При этом, подчеркну, верлибр давно не «гость случайный» в наших пенатах. И если бы его приверженцы не отстаивали в поэзии каких-то особых прав, — например, не возмущались бы все громче, что этот подвид не изучается в школе, то и ответного недоумения не получали бы. Настырное правокачание сегодня — прерогатива меньшинств. Чтобы стать равным, следует научиться признавать первенство. Пока что русский верлибр не дал ни одного поэта, признанного великим не в своем кружке, а в обществе, которое, сколь бы ни понизился в нем градус внимания к поэтическому творчеству, все еще отлично понимает, кто принц, а кто нищий. Принцы продолжают рифмовать — и нет им ни дна, ни покрышки. А в остальном — все абсолютно свободны. Как говорил Томас Стернз Элиот: «Автор верлибра свободен во всем, если не считать необходимости создавать хорошие стихи».
Блесна задела камень. Игорь Шкляревский — собиратель радости
Я долго не могла подобраться к цели, нарушила все обещанные сроки, чего обычно стараюсь избегать, чтобы не мучиться рефлексией, и все не писала и не писала об этой книге. И все читала и читала ее, прерываясь на недели для усваивания, как верблюд. В тексте такое обстоятельство, как и все остальные, тоже предусмотрено: «…эта книга — для прерывистого чтения». Кажется, Игорь Шляревский предусмотрел и спровоцировал все варианты — не только способ чтения.
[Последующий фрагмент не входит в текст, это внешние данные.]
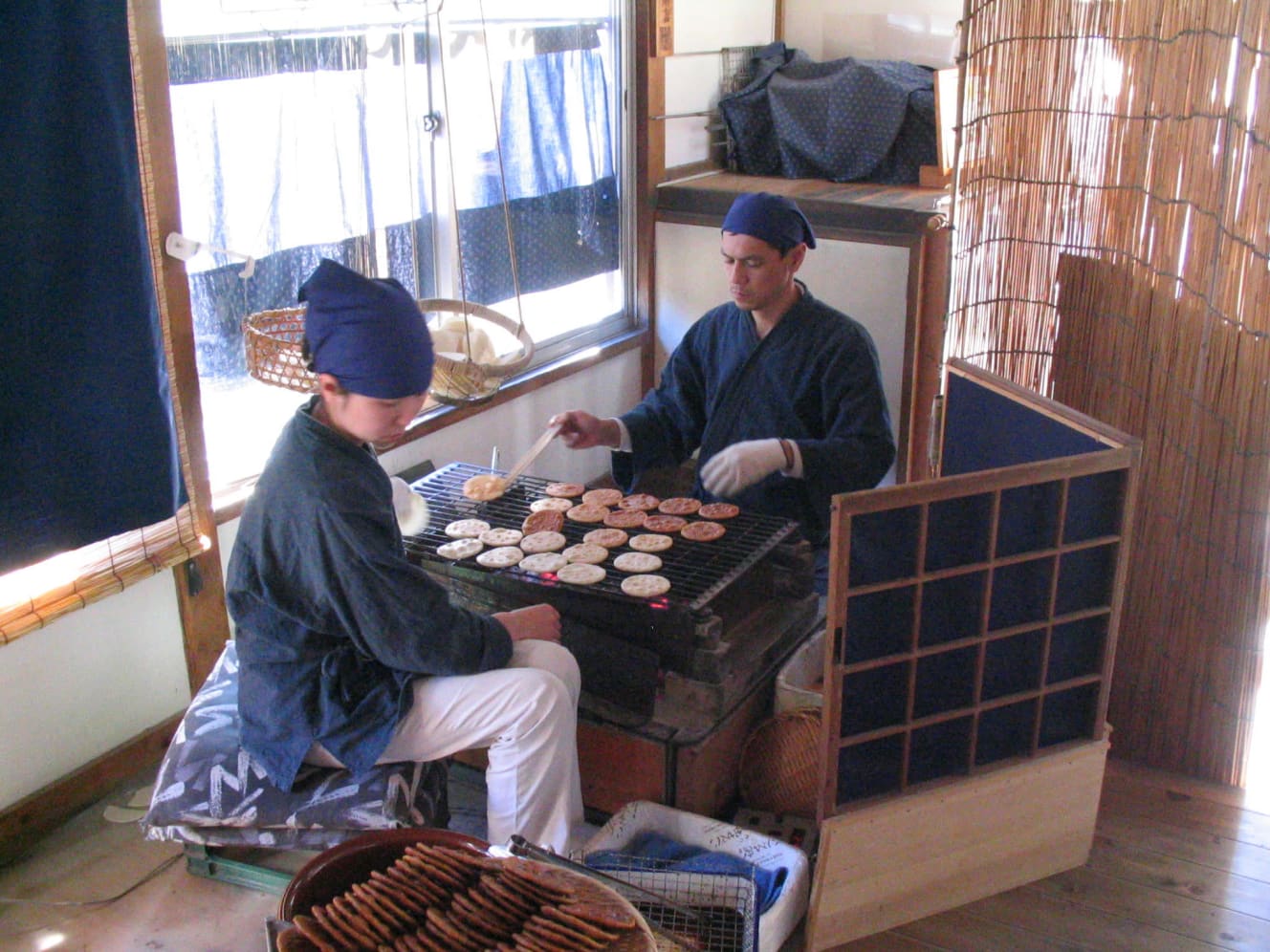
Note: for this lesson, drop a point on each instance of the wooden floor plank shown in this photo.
(959, 931)
(1124, 823)
(1201, 921)
(1076, 923)
(1171, 874)
(889, 942)
(1176, 782)
(1171, 806)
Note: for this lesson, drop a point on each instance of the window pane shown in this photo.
(469, 158)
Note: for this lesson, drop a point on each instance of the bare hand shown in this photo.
(541, 622)
(580, 430)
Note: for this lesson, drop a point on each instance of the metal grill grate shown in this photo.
(697, 570)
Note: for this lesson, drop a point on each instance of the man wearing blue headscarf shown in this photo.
(351, 654)
(777, 393)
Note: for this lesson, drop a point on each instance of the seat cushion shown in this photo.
(211, 792)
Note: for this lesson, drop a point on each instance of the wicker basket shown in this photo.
(465, 381)
(274, 340)
(780, 765)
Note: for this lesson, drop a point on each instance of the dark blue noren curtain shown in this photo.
(88, 445)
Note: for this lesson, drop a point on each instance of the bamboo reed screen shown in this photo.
(1111, 250)
(31, 598)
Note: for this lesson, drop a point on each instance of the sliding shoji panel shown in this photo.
(972, 617)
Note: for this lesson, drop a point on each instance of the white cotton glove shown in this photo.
(742, 465)
(411, 509)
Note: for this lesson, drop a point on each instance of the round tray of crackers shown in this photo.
(430, 889)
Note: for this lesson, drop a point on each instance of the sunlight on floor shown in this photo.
(1258, 786)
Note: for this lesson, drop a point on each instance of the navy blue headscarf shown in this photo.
(771, 219)
(367, 333)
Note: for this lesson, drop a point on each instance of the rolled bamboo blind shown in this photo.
(31, 598)
(1111, 250)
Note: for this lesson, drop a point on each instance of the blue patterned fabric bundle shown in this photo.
(844, 120)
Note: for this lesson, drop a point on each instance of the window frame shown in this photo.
(572, 352)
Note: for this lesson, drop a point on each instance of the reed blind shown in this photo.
(34, 596)
(1111, 250)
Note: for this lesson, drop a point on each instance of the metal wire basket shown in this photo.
(724, 905)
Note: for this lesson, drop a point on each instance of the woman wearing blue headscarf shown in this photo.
(777, 393)
(351, 654)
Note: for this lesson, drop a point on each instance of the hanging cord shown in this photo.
(142, 881)
(453, 190)
(502, 173)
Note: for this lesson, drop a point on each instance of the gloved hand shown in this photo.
(742, 465)
(411, 508)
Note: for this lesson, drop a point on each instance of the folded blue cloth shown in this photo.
(663, 854)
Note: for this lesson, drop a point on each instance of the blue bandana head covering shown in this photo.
(368, 333)
(771, 219)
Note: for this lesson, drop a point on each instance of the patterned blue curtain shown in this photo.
(88, 444)
(557, 166)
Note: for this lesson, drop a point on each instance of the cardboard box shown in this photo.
(801, 681)
(926, 852)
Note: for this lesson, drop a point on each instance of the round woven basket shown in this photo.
(274, 340)
(461, 379)
(780, 765)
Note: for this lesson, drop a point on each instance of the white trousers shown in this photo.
(526, 715)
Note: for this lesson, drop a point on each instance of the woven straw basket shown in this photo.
(780, 765)
(274, 340)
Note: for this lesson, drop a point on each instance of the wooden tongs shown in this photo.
(488, 487)
(530, 456)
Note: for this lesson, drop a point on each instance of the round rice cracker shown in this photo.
(460, 549)
(580, 573)
(542, 521)
(484, 487)
(638, 562)
(650, 542)
(500, 557)
(587, 513)
(602, 496)
(680, 506)
(500, 537)
(467, 529)
(665, 525)
(606, 537)
(719, 510)
(545, 541)
(564, 490)
(703, 530)
(544, 562)
(646, 585)
(558, 504)
(625, 519)
(585, 552)
(642, 502)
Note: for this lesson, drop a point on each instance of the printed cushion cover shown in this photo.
(209, 792)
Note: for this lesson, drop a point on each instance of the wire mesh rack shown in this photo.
(735, 72)
(723, 906)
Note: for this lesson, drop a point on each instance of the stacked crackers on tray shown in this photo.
(449, 898)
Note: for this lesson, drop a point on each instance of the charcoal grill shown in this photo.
(736, 606)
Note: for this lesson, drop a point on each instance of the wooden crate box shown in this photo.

Что можно написать о книге, которая собственной полнотой себя исчерпывает? Ее можно только цитировать. Но жанр рецензии — или дискуссии — этого не предполагает, да и цитировать текст «Золотой блесны» бессмысленно: ее можно лишь воспроизводить путем переписывания — практически без изъятий. И где кончается прочтение и начинается вчитывание, никто не знает.
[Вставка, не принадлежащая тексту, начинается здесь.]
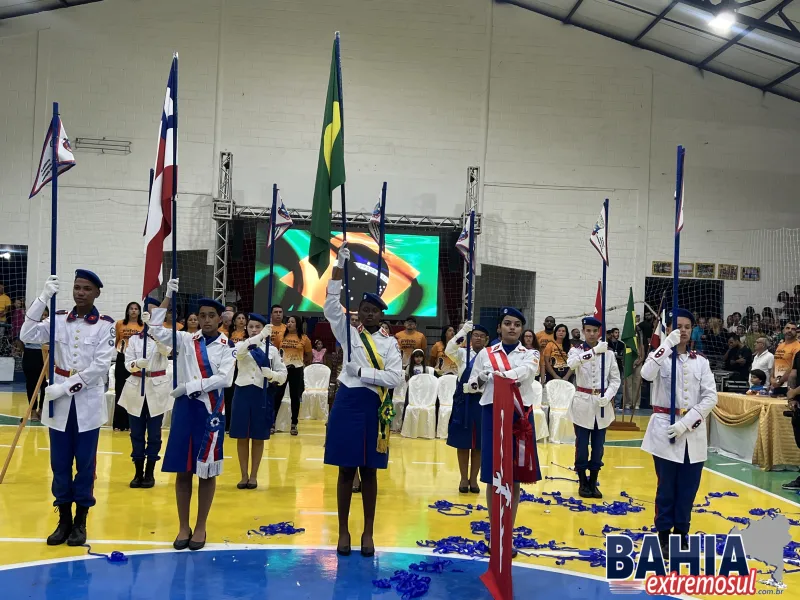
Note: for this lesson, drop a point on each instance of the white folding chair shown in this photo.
(560, 393)
(445, 390)
(539, 418)
(420, 418)
(314, 404)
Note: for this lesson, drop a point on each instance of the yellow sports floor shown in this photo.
(295, 486)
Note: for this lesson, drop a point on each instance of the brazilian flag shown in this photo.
(330, 171)
(629, 338)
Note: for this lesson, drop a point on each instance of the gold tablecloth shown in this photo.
(775, 444)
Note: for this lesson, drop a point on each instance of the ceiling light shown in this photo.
(723, 21)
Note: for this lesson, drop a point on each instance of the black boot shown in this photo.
(593, 484)
(78, 535)
(663, 540)
(584, 491)
(60, 535)
(149, 480)
(138, 463)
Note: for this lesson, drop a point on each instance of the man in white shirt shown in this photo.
(762, 358)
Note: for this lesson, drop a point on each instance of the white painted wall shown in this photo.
(557, 118)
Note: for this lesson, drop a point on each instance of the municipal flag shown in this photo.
(159, 210)
(66, 160)
(330, 172)
(282, 222)
(629, 337)
(598, 237)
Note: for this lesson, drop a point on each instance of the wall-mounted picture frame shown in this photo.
(662, 268)
(751, 273)
(705, 270)
(686, 270)
(729, 272)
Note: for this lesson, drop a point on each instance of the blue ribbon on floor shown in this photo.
(282, 528)
(115, 557)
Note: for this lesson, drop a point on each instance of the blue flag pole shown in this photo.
(54, 139)
(174, 224)
(273, 217)
(344, 206)
(381, 241)
(603, 316)
(470, 277)
(144, 300)
(675, 270)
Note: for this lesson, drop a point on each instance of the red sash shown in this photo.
(525, 467)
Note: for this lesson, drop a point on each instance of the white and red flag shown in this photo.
(165, 182)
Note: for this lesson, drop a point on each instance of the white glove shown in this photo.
(50, 288)
(54, 392)
(676, 430)
(172, 287)
(343, 255)
(673, 339)
(352, 369)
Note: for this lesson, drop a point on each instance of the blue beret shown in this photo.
(257, 318)
(681, 312)
(210, 302)
(510, 311)
(88, 276)
(374, 299)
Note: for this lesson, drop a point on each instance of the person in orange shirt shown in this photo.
(410, 339)
(124, 329)
(296, 352)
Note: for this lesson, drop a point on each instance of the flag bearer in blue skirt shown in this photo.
(252, 413)
(84, 347)
(205, 363)
(678, 464)
(464, 429)
(358, 426)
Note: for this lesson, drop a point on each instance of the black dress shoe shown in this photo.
(182, 544)
(197, 545)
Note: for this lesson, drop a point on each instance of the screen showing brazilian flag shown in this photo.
(409, 272)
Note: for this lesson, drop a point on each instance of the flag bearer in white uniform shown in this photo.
(590, 411)
(205, 362)
(84, 348)
(679, 464)
(146, 411)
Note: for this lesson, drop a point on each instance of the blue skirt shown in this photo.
(464, 429)
(252, 413)
(186, 432)
(487, 429)
(352, 439)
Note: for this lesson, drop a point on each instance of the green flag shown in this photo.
(629, 337)
(330, 173)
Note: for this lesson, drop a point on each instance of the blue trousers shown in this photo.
(140, 425)
(582, 437)
(677, 487)
(68, 447)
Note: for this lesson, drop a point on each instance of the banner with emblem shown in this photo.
(66, 160)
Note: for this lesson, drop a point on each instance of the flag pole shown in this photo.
(174, 227)
(342, 191)
(381, 241)
(603, 316)
(144, 331)
(470, 276)
(54, 139)
(675, 269)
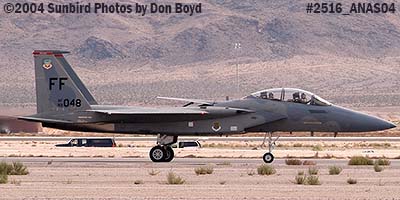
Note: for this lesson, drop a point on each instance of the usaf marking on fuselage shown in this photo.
(63, 102)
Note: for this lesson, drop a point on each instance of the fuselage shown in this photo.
(266, 116)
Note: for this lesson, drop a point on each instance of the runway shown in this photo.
(214, 139)
(176, 161)
(139, 178)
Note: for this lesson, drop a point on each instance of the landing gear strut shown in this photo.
(163, 151)
(268, 157)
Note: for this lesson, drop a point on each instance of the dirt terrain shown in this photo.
(240, 149)
(127, 59)
(231, 179)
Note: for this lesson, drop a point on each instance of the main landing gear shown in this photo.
(268, 157)
(163, 151)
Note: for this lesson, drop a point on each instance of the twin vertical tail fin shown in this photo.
(58, 88)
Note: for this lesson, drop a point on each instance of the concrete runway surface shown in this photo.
(114, 178)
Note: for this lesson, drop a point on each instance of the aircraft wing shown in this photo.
(146, 115)
(150, 111)
(43, 120)
(198, 101)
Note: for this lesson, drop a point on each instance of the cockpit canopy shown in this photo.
(291, 95)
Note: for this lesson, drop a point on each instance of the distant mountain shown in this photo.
(130, 59)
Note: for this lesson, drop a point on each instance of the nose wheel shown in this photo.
(161, 154)
(268, 157)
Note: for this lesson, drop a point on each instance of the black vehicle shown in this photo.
(187, 144)
(89, 142)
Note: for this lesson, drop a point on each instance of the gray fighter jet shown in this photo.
(63, 102)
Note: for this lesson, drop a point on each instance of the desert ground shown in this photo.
(239, 149)
(132, 178)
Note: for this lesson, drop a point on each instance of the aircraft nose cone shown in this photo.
(378, 124)
(390, 125)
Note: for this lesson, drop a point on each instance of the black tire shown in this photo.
(157, 154)
(268, 157)
(169, 154)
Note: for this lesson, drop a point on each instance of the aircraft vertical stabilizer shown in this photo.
(58, 88)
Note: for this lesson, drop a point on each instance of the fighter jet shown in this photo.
(63, 102)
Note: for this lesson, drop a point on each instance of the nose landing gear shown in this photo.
(268, 157)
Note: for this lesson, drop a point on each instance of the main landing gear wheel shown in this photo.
(158, 154)
(268, 157)
(169, 154)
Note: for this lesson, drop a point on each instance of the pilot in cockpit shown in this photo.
(296, 97)
(271, 95)
(304, 98)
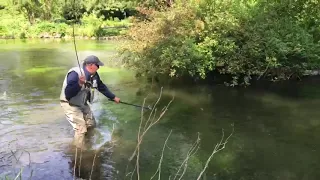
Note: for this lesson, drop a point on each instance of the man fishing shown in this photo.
(77, 91)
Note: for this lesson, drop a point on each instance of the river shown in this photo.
(274, 129)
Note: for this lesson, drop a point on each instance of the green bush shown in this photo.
(244, 40)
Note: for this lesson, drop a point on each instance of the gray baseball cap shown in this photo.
(92, 60)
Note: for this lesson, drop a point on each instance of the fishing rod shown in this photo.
(74, 39)
(75, 49)
(88, 84)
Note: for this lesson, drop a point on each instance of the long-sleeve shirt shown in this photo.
(73, 86)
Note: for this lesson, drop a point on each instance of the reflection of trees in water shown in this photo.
(274, 134)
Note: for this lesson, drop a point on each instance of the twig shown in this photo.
(75, 164)
(95, 154)
(19, 175)
(216, 149)
(160, 162)
(194, 148)
(149, 123)
(94, 158)
(80, 159)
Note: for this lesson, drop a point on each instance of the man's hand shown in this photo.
(82, 80)
(117, 100)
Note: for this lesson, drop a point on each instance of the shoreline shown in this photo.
(121, 37)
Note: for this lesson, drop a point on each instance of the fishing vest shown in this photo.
(83, 95)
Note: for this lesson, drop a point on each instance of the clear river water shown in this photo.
(275, 128)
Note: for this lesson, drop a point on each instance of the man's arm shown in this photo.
(73, 86)
(104, 89)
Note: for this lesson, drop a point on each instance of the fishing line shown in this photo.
(74, 39)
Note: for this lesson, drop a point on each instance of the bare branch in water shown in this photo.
(159, 166)
(221, 145)
(95, 154)
(151, 121)
(194, 148)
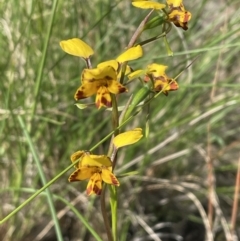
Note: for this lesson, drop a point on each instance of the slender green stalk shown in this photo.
(43, 179)
(104, 214)
(75, 211)
(58, 176)
(43, 59)
(114, 205)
Жанр «Золотой блесны» неопределим. Что это? Мемуары о запретной, а к концу беззапретной ловле семги в районе Кольского полуострова? Нет! В мемуарах соблюдается некая, чаще искусственная, последовательность событий, скрепленная претензией на документальность. А тут — сплошные «флэшбеки», как в хорошем кино, перебросы во времени и пространстве, потому что ни того и ни другого для мысли нет. Если это мемуары, то самой семги — или ее лоцмана, следящего, как «в свою реку идет она из Баренцева моря и Атлантического океана, только в свою реку, минуя все другие». Дневник? Для дневника характерна фрагментарность, а для «Золотой блесны» — извилистая непрерывность. В дневнике присутствует датирование, бесконечно важное для записывающего и не имеющее ни малейшего значения для читающего, если он, например, не историк или археограф, и, как правило, спутанное — десятилетие туда, столетие сюда, потому что никакая память не линейна. Но какие даты у вечности? «Все мы — сироты вечности…», — так написано в «Блесне». Сирота часто не уверен и в дате собственного рождения, ее выбирают опекуны. Шкляревский признается: «Не понимаю времени и не ношу часы. Тайна, которой нет». Какой же дневник без постоянного сверяния безнадежно отстающих часов?
Ну, тогда давайте займемся аналогами — ведь любая книга, кроме Библии, рождена от других книг — и в первую очередь от Библии. «Ни дня без строчки»? Это замечательные зарисовки и калорийные обрывки ненаписанного. А «Блесна» — вещь начатая и законченная. В ней есть сюжет, есть герои — от Марухина и галереи рыбинспекторов до Мигеля Сервантеса. Ее можно глагольно пересказать: «ехали-приехали», «промокли-высохли», «поели-попили», «поплыли-наловили». Сборник максим по типу Ларошфуко? Но максимы — это законченные, обработанные стилем и стилом нравоучительные изречения. В «Блесне» мысль рождается в процессе писания, а не наоборот, и не поучает, а, скорее, разучивает, разрушая стереотипы, как любая стоящая мысль, и, будучи записанной, являет собой «наглядное пособие для неожиданных соединений и возможностей».
Все, абсолютно все предусмотрено! «На облаках не ставят номера. И эта книга начинается с любой страницы, где открываешь, там она и начинается». Когда-то Катаев так писал «Волшебный рог Оберона». Но ненумерованные облака мысли — разве такой жанр существует? Нет, его создал Игорь Шкляревский. Вернее, создает на наших читающих — и то и дело отрывающихся от чтения глазах! Это книга рождения мысли без пресловутого: «И тут я подумал…». Между «подумал» и «записал» дистанция непреодолимая. В «Блесне» таких зазоров нет! Мысль и письмо неразрывны, перетекая одно в другое, как воды моря перетекают в реку телом семги.